Ahead of the games, the figure skater criticized the selection of Vice President Mike Pence to lead the U.S. delegation at the 2018 Olympics because Pence “doesn’t really stand for anything that I really believe in” and he specifically called out the vice president for what he said were his “anti-gay” views.
“You mean Mike Pence, the same Mike Pence that funded gay conversion therapy?” Rippon told USA Today. “I’m not buying it.”
“If I had the chance to meet him [Pence] afterwards, after I’m finished competing, there might be a possibility to have an open conversation,” he added. “He seems more mild-mannered than Donald Trump… But I don’t think the current administration represents the values that I was taught growing up.

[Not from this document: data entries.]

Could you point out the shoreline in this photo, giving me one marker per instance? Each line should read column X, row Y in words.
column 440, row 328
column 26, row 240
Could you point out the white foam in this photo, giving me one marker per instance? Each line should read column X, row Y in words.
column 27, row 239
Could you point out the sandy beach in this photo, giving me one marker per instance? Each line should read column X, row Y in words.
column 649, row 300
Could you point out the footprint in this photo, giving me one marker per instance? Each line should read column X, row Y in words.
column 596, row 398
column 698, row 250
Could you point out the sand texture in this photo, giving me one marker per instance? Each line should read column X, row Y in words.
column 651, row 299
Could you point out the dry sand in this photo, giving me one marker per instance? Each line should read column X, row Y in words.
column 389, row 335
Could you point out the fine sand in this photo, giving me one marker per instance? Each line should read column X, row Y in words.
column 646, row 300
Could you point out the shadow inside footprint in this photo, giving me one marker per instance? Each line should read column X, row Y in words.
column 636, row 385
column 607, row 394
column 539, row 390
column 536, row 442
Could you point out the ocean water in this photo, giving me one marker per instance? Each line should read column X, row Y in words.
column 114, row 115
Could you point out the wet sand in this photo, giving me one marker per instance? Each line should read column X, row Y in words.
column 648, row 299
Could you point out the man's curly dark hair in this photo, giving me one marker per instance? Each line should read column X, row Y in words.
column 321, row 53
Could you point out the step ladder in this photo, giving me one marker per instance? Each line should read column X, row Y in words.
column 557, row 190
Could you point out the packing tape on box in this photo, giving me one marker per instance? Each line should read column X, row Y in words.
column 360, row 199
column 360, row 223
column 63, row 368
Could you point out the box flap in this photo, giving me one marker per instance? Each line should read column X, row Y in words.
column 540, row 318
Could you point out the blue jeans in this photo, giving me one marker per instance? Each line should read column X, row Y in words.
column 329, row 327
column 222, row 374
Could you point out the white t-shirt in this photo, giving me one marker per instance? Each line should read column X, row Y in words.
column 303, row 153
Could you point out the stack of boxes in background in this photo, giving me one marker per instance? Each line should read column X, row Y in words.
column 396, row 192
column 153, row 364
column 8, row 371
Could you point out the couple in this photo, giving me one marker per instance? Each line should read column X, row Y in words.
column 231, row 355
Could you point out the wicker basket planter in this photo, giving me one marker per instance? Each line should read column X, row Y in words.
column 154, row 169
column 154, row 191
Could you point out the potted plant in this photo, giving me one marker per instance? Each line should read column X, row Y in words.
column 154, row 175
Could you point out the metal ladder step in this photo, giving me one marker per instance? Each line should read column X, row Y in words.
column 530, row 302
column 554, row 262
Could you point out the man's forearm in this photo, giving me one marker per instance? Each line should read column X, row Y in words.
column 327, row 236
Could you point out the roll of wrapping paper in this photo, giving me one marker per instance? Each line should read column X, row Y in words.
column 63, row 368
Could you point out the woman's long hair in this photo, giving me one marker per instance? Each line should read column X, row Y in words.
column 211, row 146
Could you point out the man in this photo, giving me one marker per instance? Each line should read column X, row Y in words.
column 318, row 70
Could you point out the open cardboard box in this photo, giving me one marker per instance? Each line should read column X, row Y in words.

Mike Pence doesn’t stand for anything that I really believe in.”
“.@Adaripp I want you to know we are FOR YOU. Don’t let fake news distract you. I am proud of you and ALL OF OUR GREAT athletes and my only hope for you and all of #TeamUSA is to bring home the gold. Go get ‘em!” the vice president tweeted ahead of the winter games.
.@Adaripp I want you to know we are FOR YOU. Don’t let fake news distract you. I am proud of you and ALL OF OUR GREAT athletes and my only hope for you and all of #TeamUSA is to bring home the gold. Go get ‘em!
— Vice President Mike Pence (@VP) February 8, 2018
Past presidents have customarily hosted the Olympians at the White House after the conclusion of each set of games.